Introduction

Botanical insecticides are key components in integrated pest management (IPM) practices due to their beneficial combination of insecticidal activity and the reduced environmental and health contamination (Isman 2006). Natural pyrethrins are common botanical insecticides, mainly extracted from the capitula of the white pyrethrum daisy, Chrysanthemum (Tanacetum) cinerariaefolium (Asteraceae), and are widely used in agricultural practice (Li et al. 2014). Their competitive lethal activities against several insect pests, as well as the weak development of resistant strains, are, among others, considerable advantages of these insecticides (Hitmi et al. 2000). Although the introduction of synthetic pyrethroids had a negative impact on the commercial use of natural pyrethrins for several years, this trend has been reversed (Hitmi et al. 2000) and evolution of natural pyrethrin insecticides may contribute to their industrial potential.

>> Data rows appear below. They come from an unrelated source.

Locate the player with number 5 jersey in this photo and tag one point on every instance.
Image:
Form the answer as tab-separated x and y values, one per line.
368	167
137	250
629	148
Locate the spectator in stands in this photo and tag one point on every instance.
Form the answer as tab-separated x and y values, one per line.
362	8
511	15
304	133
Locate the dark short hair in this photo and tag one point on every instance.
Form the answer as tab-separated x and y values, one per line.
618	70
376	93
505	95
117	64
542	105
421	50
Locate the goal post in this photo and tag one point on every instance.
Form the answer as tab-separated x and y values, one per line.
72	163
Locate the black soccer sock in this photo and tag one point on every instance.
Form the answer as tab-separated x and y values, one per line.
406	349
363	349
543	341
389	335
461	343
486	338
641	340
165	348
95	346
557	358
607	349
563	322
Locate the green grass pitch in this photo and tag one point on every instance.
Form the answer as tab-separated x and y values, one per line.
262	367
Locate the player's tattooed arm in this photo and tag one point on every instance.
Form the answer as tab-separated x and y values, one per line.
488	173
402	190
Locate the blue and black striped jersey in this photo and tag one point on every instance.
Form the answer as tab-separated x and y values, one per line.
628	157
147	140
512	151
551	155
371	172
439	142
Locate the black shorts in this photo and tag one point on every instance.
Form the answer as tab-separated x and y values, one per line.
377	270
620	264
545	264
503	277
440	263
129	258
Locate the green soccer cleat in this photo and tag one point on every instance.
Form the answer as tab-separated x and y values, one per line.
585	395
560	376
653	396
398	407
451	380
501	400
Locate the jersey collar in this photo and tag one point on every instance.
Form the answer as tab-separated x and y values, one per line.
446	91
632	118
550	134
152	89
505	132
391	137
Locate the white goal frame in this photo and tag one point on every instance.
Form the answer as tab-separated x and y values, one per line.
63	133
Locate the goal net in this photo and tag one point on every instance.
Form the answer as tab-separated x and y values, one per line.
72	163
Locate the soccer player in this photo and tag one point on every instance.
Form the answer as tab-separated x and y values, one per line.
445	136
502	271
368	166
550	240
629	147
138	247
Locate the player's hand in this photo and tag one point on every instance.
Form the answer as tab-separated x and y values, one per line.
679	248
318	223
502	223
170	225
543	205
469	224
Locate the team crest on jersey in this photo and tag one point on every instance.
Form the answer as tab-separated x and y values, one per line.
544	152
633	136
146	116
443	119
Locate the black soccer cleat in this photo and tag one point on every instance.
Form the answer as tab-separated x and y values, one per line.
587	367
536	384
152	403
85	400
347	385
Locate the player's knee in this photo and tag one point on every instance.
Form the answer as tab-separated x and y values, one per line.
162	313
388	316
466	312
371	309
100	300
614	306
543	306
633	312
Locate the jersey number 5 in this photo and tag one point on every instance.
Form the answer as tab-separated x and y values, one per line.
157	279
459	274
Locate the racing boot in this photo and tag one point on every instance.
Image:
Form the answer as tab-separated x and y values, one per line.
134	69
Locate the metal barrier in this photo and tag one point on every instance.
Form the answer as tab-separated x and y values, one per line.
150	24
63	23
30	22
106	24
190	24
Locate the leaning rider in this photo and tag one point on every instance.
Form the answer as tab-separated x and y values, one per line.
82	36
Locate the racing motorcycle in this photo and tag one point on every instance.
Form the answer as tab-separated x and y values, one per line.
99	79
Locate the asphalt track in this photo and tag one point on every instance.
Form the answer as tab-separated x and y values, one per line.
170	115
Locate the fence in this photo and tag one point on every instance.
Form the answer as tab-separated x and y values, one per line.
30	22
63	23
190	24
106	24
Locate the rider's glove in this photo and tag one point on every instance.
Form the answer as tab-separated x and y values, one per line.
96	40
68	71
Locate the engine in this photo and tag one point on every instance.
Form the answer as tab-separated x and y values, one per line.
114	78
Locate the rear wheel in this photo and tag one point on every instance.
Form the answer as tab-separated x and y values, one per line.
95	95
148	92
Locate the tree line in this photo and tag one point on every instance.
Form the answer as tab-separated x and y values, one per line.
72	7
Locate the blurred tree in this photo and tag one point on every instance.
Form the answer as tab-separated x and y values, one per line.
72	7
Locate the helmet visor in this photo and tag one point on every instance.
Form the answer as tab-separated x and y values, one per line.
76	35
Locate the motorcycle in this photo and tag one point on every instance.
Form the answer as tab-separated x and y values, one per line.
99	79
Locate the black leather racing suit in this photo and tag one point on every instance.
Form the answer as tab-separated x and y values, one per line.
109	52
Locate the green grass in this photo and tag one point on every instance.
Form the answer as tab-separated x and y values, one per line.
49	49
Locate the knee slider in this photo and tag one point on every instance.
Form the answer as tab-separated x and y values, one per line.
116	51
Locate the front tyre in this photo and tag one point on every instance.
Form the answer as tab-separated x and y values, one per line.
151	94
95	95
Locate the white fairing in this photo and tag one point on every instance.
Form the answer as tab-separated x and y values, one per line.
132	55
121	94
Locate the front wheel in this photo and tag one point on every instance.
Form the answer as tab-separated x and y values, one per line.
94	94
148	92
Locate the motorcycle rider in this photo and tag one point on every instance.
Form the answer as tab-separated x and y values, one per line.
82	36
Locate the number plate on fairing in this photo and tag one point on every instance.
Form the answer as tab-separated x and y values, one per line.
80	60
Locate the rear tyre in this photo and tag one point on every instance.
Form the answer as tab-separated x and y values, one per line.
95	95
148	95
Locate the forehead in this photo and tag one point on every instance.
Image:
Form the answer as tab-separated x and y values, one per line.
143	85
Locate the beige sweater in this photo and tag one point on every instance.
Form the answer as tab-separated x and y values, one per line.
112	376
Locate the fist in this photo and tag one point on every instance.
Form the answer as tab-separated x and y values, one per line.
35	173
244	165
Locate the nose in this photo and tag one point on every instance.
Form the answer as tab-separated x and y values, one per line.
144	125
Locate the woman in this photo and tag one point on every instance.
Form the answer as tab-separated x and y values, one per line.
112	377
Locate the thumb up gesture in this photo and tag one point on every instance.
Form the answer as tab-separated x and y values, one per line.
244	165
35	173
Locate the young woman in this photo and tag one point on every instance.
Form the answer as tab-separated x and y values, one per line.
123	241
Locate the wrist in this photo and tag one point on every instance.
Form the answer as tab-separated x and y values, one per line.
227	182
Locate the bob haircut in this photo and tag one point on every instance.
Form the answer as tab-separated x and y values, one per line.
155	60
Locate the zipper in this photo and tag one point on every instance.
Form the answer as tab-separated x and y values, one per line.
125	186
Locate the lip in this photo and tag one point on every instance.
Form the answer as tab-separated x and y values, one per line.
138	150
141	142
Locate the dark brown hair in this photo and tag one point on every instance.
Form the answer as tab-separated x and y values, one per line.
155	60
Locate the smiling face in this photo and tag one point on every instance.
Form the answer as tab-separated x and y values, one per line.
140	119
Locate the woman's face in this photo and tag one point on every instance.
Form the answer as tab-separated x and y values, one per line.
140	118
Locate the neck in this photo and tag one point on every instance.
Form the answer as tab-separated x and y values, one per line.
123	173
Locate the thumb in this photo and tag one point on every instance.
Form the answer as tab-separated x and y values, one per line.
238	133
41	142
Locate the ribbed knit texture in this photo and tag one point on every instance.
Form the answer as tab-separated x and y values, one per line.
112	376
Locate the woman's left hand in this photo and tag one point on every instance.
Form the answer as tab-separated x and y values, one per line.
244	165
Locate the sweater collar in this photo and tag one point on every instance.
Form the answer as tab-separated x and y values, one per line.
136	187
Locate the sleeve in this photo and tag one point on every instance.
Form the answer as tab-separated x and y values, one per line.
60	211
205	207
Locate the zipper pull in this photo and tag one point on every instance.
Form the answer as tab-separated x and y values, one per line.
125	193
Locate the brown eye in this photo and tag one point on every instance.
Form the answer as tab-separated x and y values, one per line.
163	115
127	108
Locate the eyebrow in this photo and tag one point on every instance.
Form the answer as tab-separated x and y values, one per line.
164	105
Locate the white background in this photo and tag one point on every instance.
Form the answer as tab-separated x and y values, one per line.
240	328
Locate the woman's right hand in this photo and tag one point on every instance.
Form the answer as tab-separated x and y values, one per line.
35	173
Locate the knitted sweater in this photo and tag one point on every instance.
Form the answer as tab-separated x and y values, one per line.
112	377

Nano-technology presents, in turn, an opportunity of developing more effective and low environmental risk insecticides (Rai and Ingle 2012; Das et al. 2014; Mukhopadhyay 2014). Nano-pesticides may cover a wide range of pesticide formulations (Kah et al. 2013) including nano- and micro-emulsions that have been proved valuable tools for use as carriers of natural compounds with potential as biopesticides (Xu et al. 2010; Ghosh et al. 2013; Kalaitzaki et al. 2015; de Almeida et al. 2015). They may occur as water-in-oil and oil-in-water forms, where the core of the particle is either water or oil, respectively (Sarker 2005). The use of micro- and nano-emulsions as carriers of pesticides decreases the use of organic solvent and increases the dispersity, wettability, and penetration properties of the droplets and may lead to improvement of the biological efficacy of pesticides (Koul et al. 2008; Kah et al. 2013; Kalaitzaki et al. 2015).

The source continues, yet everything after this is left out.